The man beneath her appeared to be in such trouble with his boat that it was impossible for him to keep her from shipping water and to look up at the Countess at the same time.

‘My Lady?’ he cried up, wielding his paddle feverishly, as though to keep immediately below her, ‘Yes, My Lady?’

‘Are you blind?’ came the voice from the ceiling. ‘Have your eyes rotted in your head?’ What could she mean by that? Had she seen …? ‘Why have you made no report on it?’ boomed the voice. ‘Have you not seen it?’

‘Very … difficult … keep afloat, My Lady, let alone …’

‘The canoe, man! Does it mean nothing to you that the traitor’s boat is hanging from the ceiling? Let me see your –’

But at that moment a fresh surge swept through the window below and twisted Steerpike’s boat about as though it had been a leaf, and as it rotated the wash and swell of the water turned it so far over upon its side that as it was carried away from the centre of the flooded room the Countess saw a flash of white and scarlet beneath the broad-brimmed hat and at almost the same moment her eyes were attracted away from their prize, for an empty face appeared out of the waves immediately below her; for a moment it bobbed about like a loaf of bread and then it sank again.

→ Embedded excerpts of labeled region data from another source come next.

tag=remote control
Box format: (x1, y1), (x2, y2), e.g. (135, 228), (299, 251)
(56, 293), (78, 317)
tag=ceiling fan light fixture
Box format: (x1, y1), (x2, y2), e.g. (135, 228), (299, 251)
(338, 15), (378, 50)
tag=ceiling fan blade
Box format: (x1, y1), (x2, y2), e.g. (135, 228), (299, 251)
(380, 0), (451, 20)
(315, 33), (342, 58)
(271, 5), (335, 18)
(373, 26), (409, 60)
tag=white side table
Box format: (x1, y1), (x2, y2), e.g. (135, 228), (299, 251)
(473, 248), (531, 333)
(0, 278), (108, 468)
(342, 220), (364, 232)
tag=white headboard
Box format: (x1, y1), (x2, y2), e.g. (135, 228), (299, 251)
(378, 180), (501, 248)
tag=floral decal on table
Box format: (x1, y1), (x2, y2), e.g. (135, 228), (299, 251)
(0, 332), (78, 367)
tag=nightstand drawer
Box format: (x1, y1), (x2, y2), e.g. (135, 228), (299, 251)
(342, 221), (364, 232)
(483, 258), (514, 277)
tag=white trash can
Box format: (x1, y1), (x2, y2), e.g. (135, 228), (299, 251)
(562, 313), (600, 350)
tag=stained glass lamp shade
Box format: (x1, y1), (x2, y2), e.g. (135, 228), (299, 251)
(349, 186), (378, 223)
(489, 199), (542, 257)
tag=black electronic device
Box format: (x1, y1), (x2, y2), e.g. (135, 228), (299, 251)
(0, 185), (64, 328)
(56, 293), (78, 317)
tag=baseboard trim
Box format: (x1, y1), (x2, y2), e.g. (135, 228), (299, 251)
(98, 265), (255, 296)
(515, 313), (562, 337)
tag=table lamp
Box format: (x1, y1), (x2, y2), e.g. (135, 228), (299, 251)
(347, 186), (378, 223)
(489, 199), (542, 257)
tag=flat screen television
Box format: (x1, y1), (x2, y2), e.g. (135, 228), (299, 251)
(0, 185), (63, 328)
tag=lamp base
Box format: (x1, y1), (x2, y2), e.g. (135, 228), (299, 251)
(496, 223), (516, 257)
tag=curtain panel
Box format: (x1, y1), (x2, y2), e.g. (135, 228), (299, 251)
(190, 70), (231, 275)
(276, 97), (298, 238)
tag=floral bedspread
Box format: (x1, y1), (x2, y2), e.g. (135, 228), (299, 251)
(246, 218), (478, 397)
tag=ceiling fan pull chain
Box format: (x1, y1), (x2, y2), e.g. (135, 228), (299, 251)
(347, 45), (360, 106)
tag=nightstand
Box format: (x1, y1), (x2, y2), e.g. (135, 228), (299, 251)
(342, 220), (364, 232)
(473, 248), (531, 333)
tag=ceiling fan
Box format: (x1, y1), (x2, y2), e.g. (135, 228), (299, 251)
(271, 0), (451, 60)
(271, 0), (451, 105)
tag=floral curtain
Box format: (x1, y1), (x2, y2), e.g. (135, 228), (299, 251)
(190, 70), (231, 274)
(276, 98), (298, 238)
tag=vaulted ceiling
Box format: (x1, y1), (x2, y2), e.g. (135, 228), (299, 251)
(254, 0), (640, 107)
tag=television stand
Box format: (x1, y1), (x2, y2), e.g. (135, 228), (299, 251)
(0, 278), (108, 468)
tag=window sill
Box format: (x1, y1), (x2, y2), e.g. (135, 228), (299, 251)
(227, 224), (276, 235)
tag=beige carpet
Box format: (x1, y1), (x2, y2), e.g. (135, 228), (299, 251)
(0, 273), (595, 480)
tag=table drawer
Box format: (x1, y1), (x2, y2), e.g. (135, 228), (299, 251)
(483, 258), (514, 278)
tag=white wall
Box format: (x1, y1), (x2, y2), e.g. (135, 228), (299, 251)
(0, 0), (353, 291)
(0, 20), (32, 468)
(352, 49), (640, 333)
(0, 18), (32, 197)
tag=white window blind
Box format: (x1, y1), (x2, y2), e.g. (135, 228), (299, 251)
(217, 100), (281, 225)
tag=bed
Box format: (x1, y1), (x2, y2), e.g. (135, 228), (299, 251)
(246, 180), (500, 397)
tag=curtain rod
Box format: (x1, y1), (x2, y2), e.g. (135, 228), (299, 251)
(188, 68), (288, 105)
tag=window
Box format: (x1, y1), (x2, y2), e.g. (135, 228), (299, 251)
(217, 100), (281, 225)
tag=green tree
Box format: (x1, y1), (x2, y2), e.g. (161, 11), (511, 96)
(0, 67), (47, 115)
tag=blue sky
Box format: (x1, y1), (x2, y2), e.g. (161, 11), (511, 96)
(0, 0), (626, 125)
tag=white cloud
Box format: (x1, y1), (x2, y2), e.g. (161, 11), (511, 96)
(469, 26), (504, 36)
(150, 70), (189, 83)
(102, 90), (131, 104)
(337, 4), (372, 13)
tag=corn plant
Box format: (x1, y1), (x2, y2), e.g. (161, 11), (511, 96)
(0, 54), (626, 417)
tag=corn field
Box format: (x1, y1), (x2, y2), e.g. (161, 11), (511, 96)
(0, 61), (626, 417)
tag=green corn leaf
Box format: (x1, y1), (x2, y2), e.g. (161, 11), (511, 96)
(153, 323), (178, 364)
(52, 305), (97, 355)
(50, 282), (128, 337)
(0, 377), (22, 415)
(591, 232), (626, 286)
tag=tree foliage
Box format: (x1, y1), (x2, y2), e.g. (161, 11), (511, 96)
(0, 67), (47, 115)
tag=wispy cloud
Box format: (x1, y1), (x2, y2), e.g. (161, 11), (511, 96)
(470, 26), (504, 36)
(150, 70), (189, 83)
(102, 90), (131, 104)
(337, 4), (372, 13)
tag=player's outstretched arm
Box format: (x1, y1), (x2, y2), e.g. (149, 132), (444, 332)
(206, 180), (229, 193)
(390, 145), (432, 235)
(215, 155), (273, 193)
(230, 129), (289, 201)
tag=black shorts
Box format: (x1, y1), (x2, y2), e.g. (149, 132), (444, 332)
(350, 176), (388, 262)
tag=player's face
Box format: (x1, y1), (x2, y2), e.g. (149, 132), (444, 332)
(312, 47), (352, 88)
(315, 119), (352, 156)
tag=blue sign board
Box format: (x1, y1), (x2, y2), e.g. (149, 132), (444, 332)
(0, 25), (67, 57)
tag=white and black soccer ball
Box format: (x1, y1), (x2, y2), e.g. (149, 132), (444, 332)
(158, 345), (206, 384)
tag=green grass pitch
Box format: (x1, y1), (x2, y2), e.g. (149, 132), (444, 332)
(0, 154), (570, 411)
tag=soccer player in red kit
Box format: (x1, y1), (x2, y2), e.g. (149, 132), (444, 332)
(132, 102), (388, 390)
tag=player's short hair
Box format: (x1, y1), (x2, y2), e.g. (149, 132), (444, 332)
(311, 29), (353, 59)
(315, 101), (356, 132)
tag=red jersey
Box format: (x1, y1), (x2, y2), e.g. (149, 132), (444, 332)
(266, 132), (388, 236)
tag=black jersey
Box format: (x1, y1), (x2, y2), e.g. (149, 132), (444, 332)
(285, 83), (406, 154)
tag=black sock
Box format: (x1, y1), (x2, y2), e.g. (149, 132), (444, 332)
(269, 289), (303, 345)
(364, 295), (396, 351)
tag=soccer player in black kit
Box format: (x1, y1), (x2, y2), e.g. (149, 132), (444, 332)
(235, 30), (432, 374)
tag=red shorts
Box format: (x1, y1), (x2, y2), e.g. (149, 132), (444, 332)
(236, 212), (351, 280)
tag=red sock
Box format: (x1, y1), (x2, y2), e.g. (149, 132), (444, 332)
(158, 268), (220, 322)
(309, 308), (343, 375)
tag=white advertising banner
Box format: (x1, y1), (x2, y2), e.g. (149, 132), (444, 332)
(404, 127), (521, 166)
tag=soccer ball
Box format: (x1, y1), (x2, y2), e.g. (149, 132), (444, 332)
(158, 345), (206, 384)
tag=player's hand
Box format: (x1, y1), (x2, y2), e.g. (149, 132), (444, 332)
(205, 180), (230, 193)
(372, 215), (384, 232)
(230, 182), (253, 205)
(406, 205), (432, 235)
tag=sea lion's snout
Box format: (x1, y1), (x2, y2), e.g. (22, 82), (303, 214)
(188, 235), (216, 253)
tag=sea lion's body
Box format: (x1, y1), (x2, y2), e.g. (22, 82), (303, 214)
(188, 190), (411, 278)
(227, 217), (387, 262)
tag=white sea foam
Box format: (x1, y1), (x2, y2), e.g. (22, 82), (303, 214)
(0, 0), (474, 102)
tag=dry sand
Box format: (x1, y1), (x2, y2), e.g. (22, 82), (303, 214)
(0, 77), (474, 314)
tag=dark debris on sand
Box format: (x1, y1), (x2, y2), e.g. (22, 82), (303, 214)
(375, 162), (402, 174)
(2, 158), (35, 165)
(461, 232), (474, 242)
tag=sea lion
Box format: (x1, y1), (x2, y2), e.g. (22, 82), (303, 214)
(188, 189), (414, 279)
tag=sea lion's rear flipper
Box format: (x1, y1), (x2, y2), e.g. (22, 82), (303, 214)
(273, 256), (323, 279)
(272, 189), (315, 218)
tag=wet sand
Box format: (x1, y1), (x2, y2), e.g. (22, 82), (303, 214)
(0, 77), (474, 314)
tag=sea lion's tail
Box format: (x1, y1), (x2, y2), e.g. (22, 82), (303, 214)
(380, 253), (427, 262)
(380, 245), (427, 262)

The world had gone dead in her, and then with almost unbelievable rapidity the two faces, appearing one after another, had transformed her gloom, her brooding spleen, her hungry malice, her disappointment into a sudden overriding vigour of brain and body. Her anger fell like a whip lash upon the waters below. She had seen, within a moment of each other, the skewbald traitor and the volunteer.

Why the boat was hanging from the ceiling, and a score of other questions were no longer of the remotest interest. They were entirely academic. Nothing mattered at all save the death of the man in the broad-brimmed hat.

For a moment she thought that she would bluff him, for it was unlikely that he had seen the head appear out of the waves, or knew that she had glimpsed his mottled face. But this was no time for games of bluff and blarney – no time to spin it out. It was true that she might have given secret orders to the outer boats to enter the cave in force and to take him at a moment when he was diverted from his scrutiny of the window by some object being thrown into the water from above, but all such niceties were not relevant to her mood, which was for quick and final slaughter in the name of the Stones.

IV

Titus had ceased to struggle and was only waiting for the moment when the two louts, who (no doubt with the most loyal intentions) were saving him from himself, relaxed for a moment and gave him the opportunity to jerk himself clear of them.

They had him by his coat and collar, on either side. His hands which were free had crept gradually together across his chest and he had secretly undone all but one of the jacket buttons.